Lastly, the dedication of this poem to Larry Eigner, as I’ve discussed earlier, is the glue binding this poem together. Silliman writes this poem to revere not only Eigner’s achievements in sparse, detail-oriented poetry, but also the physical and mental obstacles he had to overcome in order to have his voice even heard. This brings an intimacy to the words that further sweetens the poem.

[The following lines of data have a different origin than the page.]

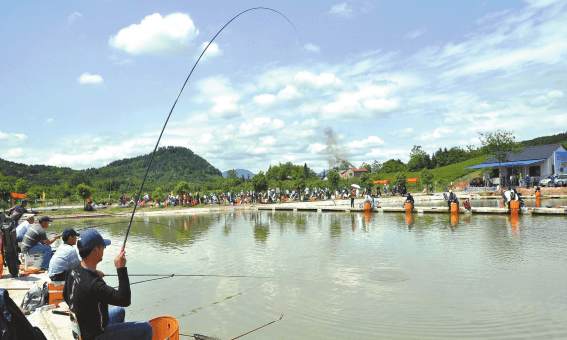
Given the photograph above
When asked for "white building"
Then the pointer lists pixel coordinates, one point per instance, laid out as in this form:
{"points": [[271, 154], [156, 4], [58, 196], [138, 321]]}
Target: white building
{"points": [[537, 162]]}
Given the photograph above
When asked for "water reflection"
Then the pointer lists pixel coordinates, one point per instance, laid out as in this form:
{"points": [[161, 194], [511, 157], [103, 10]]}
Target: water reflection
{"points": [[454, 221], [261, 230], [409, 219], [403, 277], [335, 226]]}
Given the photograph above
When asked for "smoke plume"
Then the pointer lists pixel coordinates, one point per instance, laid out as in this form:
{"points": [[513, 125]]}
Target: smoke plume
{"points": [[335, 153]]}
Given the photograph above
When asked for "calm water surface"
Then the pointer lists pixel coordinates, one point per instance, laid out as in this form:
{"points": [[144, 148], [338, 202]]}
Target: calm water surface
{"points": [[345, 276]]}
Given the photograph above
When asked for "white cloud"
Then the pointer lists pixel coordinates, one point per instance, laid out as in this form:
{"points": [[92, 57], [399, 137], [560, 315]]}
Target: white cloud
{"points": [[403, 133], [546, 99], [312, 47], [12, 136], [13, 153], [491, 16], [344, 108], [117, 60], [87, 78], [73, 17], [316, 148], [382, 104], [218, 91], [436, 134], [261, 126], [367, 143], [156, 35], [416, 33], [212, 51], [323, 80], [342, 10]]}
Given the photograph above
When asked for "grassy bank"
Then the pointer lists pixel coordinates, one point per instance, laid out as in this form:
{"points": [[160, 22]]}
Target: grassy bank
{"points": [[444, 175]]}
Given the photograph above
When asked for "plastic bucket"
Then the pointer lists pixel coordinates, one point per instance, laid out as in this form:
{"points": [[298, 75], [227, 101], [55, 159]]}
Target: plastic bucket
{"points": [[165, 327], [454, 208], [515, 205]]}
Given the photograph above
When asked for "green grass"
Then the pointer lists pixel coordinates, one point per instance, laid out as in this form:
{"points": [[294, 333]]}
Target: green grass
{"points": [[444, 175]]}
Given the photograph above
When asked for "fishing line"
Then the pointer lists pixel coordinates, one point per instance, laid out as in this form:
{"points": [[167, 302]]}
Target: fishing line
{"points": [[194, 311], [201, 275], [175, 103]]}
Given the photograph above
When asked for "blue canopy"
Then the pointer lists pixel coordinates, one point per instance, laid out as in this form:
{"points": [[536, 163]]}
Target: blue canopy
{"points": [[495, 165]]}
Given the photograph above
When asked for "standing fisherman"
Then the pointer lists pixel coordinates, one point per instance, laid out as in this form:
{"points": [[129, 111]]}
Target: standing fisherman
{"points": [[19, 210], [88, 296]]}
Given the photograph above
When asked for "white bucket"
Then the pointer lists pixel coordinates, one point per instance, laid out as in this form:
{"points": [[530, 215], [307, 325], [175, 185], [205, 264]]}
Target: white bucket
{"points": [[33, 260]]}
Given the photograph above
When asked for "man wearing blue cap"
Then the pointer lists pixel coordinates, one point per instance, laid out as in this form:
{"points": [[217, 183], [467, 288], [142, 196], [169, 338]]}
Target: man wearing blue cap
{"points": [[88, 296], [35, 240], [64, 257]]}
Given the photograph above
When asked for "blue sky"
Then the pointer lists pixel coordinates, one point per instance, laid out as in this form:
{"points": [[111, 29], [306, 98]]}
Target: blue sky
{"points": [[84, 83]]}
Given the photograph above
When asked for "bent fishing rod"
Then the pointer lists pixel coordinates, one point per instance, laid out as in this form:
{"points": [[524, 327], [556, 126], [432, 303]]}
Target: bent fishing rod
{"points": [[204, 337], [179, 95]]}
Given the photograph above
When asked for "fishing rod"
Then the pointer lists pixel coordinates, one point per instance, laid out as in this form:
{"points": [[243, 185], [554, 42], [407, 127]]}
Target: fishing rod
{"points": [[175, 103], [204, 337], [269, 323], [200, 275]]}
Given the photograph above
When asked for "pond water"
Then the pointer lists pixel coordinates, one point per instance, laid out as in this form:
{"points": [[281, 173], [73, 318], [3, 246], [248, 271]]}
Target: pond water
{"points": [[347, 276], [530, 202]]}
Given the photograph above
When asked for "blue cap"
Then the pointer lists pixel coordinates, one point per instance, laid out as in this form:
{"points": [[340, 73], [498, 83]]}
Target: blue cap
{"points": [[90, 239], [69, 232]]}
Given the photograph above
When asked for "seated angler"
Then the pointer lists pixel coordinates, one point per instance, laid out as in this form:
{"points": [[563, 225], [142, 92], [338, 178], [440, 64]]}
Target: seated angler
{"points": [[409, 199], [19, 210], [88, 296], [36, 240], [64, 257], [452, 199], [23, 228]]}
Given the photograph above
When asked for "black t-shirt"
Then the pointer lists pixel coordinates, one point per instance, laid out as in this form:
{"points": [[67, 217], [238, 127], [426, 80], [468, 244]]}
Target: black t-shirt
{"points": [[91, 297]]}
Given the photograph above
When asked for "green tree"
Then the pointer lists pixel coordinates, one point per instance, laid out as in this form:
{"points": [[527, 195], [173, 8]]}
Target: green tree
{"points": [[34, 192], [21, 186], [419, 159], [80, 177], [232, 174], [344, 165], [333, 178], [500, 144], [366, 182], [426, 178], [5, 191], [182, 188], [401, 178], [158, 194], [56, 192], [376, 167], [393, 166], [84, 191], [260, 182]]}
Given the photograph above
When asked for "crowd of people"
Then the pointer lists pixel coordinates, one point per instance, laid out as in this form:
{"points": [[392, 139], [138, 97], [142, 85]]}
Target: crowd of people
{"points": [[272, 195], [87, 294]]}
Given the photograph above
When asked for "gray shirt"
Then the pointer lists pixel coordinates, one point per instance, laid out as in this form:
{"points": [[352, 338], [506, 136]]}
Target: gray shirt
{"points": [[34, 235]]}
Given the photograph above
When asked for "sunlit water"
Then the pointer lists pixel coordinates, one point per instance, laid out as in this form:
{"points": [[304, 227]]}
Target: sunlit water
{"points": [[343, 276]]}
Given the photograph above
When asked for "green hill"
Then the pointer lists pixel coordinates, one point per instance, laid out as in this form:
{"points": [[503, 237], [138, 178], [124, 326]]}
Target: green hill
{"points": [[170, 165]]}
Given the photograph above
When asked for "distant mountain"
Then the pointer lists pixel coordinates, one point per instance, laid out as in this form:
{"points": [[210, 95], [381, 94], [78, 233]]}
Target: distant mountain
{"points": [[170, 166], [239, 172]]}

Although I’m always searching for various types of merit in poetry when flipping through an anthology, the one aspect of literature to which I’m especially vulnerable is beautiful language. Instead of a streetlamp casting light on the sidewalk, it “dampens color” and is “thick as any oatmeal,” as “words” (sometimes, “worlds”),” hurtle through the night sky.” Throughout this year, I’ve been trying to move away from focusing on pretty language, but sometimes, I think, it’s okay to breathe in the beauty of words, and recognize the talent of those who can derive such pleasure from an endless pool of words.

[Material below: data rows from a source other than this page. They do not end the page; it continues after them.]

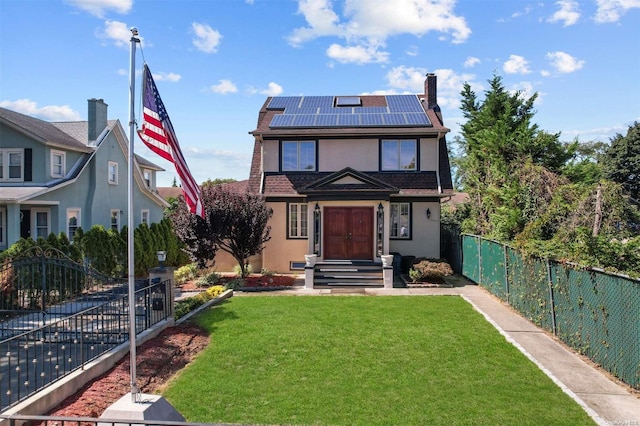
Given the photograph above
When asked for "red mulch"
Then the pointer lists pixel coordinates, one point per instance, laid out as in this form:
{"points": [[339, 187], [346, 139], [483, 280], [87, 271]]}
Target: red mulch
{"points": [[157, 360]]}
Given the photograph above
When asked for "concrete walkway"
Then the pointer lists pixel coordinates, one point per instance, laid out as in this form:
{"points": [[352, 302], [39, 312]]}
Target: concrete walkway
{"points": [[606, 401]]}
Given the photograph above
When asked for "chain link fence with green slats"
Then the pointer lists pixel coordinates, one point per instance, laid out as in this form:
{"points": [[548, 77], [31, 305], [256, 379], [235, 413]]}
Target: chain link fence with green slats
{"points": [[595, 313]]}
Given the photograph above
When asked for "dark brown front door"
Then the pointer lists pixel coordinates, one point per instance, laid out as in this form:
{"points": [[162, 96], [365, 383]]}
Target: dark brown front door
{"points": [[348, 233]]}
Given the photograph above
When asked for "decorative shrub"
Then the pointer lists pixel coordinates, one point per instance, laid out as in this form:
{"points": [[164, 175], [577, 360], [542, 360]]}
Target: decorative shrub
{"points": [[215, 291], [429, 270], [185, 273], [208, 279]]}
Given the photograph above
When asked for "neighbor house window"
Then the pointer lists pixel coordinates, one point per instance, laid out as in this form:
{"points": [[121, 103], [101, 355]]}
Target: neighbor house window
{"points": [[399, 155], [12, 164], [298, 156], [298, 223], [41, 223], [57, 163], [147, 177], [115, 220], [73, 222], [3, 237], [113, 172], [400, 220]]}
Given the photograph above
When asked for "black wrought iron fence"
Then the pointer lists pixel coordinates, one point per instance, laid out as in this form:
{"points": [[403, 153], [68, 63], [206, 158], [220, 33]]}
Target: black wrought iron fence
{"points": [[594, 312], [62, 316]]}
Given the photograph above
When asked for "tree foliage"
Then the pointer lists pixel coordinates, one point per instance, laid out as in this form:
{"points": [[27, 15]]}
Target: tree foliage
{"points": [[621, 161], [234, 222]]}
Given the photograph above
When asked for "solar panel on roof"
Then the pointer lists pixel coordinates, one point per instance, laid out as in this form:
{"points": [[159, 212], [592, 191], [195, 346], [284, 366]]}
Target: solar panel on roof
{"points": [[371, 119], [417, 118], [282, 120], [304, 120], [327, 120], [394, 119], [342, 101], [404, 103], [348, 119], [283, 102]]}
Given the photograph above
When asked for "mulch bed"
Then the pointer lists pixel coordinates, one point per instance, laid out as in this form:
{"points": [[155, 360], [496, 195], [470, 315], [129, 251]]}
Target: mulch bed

Silliman once claimed that “language poetry arises out of an ‘exploded self.’” Surely enough, Silliman has weaved the rawness of pure human thought, sight, and wit into this poem, bringing the reader from the heartbeat of a city sidewalk to the struggle of wordlessness, to a cold emptiness, a hollow rattling in the mind, and lastly, darkness. To say that someone “can/write in the dark” is one of the highest forms of praise, because no longer can the writer use the five senses as crutches – he’s left with only his mind, his own bare-stripped thoughts, and somehow, this poem seems to be a reflection of just that.